The shared ground between the texts of Chandler and the cinematic genre of noir focuses on how events combined with a corrupt milieu disillusion a human being. The works recognize injustice, and perhaps ultimately the irrationality, of a certain principle operative in life over which men and women have no real control. It is nothing more than a mere assumption that the typical portrayal of women as femme fatales in the majority of noir films reduces the individual entity of independent women and reinforces patriarchal values. Patriarchy is a double-edged sword. For men, it prescribes that they must perform to be admired, and part of that performance must include subscribing to the success ethic. Keeping women in their place, means for men, that they, too, must keep to their place; they must go about their business alone; they cannot show too much emotion; and above all, they must find the meaning of life in activity, never contemplation.  They must close themselves in, confine themselves to a role in life which they had no part in creating and which was not created to accommodate their idiosyncrasies. There are no more alternatives for men than there are for women. Ironically, both the Marlowe texts as well as film noir subvert those very strategic interpretations of raw, rigid toughness to which they claim to strongly adhere.

In the 1940s, film noir reflected a contemporary sensibility. Chandler’s novels were set in contemporary Los Angeles, and the Marlowes of the films were men of their time. By the late 1960s, the romanticized private eye, like the cowboy, was considered part of a past age. He was associated with value structures and styles of filmmaking that were considered old fashioned. Even when presented as contemporary men dealing with contemporary problems, they could not help but recall a past age, like modern day cowboys. The new Marlowe films dealing with such dated materials presented him as the lone detective in lieu of Chandler’s representation of him in the novels. However, instead of the murky darkness and ominous shadows of the 1940s, these films used comparably sinister, but too bright and glossy color surfaces. The suggestion of censorable, “forbidden" material was a major factor of the 1940s noir films. By the 1960s, the reigning structure of censorship did not prevent the display of “morally dangerous" content such as nudity, incest, transvestism, and bold approaches to sexuality.

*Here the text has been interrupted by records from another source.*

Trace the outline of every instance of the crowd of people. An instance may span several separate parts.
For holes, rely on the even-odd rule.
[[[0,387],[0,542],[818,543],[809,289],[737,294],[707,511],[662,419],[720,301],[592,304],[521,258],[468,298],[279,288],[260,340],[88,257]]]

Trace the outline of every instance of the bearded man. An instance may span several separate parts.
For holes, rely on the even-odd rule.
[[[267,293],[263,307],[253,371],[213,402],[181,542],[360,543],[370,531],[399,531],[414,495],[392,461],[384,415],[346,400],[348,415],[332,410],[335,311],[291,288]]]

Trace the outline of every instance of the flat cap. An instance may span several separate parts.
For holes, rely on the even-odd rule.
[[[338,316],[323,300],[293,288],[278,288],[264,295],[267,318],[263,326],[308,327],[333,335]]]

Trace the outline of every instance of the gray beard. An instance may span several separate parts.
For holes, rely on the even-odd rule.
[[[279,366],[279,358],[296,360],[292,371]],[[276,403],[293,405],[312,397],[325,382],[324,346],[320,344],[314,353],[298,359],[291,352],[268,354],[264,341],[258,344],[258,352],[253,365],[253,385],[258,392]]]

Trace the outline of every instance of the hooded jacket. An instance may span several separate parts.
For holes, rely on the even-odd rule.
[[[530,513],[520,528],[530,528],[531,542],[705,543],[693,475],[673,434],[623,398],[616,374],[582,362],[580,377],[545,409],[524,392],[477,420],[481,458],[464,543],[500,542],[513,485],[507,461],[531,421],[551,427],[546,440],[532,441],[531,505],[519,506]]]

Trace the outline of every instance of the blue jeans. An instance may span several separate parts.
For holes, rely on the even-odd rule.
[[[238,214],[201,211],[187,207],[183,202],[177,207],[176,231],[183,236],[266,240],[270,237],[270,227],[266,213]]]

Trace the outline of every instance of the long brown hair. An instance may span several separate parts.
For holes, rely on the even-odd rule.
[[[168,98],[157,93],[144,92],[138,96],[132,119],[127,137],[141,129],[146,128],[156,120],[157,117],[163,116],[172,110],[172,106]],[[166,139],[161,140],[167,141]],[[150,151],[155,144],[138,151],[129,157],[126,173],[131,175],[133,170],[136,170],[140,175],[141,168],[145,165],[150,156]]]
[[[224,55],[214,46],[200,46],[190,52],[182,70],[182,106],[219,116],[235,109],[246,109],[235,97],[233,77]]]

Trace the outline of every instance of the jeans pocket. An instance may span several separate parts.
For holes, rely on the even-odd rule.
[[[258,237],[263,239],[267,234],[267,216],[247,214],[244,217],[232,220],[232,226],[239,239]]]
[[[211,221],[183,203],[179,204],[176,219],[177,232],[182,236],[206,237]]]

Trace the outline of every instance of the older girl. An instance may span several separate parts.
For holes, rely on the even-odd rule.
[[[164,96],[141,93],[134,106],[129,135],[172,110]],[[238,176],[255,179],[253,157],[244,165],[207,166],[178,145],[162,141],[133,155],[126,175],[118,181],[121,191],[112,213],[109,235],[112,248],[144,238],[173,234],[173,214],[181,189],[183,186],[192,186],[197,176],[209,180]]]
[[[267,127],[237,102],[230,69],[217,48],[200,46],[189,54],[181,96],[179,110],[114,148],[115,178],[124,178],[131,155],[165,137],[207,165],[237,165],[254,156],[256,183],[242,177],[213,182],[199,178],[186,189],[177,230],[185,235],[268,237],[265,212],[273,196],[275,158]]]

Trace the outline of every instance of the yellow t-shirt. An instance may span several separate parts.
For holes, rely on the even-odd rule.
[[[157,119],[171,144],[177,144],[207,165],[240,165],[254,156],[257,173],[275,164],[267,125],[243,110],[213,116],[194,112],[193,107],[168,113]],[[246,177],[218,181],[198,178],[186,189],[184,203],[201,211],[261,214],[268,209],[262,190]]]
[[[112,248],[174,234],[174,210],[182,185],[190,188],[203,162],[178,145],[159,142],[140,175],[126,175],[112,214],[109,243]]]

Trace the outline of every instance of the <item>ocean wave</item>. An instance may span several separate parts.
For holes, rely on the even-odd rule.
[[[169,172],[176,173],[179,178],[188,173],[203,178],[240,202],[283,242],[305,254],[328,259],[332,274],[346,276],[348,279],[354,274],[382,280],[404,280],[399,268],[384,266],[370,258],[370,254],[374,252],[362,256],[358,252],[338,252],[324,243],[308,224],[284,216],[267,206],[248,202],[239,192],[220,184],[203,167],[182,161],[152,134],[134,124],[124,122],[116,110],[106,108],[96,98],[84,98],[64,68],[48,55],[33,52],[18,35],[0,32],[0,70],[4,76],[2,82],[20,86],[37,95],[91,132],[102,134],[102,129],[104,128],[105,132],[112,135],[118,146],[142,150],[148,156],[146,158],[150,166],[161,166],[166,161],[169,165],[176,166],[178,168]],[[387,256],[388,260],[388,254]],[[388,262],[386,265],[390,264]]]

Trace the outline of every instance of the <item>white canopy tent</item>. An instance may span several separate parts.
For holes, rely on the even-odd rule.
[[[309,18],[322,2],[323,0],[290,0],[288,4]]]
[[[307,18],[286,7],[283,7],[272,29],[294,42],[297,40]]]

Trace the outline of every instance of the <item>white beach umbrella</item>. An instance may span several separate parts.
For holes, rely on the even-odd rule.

Marlowe existed against, and in counterpoint to, the Production Code as well as the juxtposition of mean streets and mansions. The films, as a result of such protagonists, questioned the American sense of self, gender relations, notions of personal success or failure, and notions of personal freedom or the lack thereof.  Embedded as they are with the unresolved anxieties of their era, they formed a natural window into some of the deepest underlying currents of the times. Such a co-habitation of resistance and conformity explored the vulnerability to, responsibility fo,r and enjoyment of aggression, gaining momentum in the culturally powerful narrative forms of films via fiction.